One of those writers, Michael Ledeen, whose words I linked above, make a strange claim as well:
Ralph Peters, one of my favorites, has a very strong piece arguing that in almost all cases, terrorists should be killed on the battlefield, not captured. It would be helpful to know how many POWs in previous wars behaved after the conflict, but of course there are many differences between regular soldiers and terrorists. The “kill or capture?” problem has historically been resolved in favor of “kill” for most of human history. Americans are among the very first to reflexively opt for “capture.”

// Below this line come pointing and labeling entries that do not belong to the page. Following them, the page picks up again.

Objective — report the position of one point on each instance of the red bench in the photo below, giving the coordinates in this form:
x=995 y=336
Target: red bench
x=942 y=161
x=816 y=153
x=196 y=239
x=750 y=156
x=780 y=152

I’m no historian, but I think this is false. In fact, I think until recently the difference between honorable warriors aand barbarians was precisely the treatment of captured enemy. Certainly, Americans were not the first. In the Age of Sail, the officers and crew of captured vessels were treated with dignity and honor, and often the captured officers were allowed free run solely on their word that they would not try to escape, which was called their “parole” (where we get the modern word from although the concept is somewhat degraded).
In the Age of Chivalry, also, captured knights were also treated with dignity as demanded by the chivalric code, sometimes even allowed to keep their armor and horses at the end of the conflict.
But it took “modern” man to develop ideals of cruelty that elevated what was once a battlefield aberration into an expected norm, ironically through doing battle with non-Western cultures that often took no prisoners.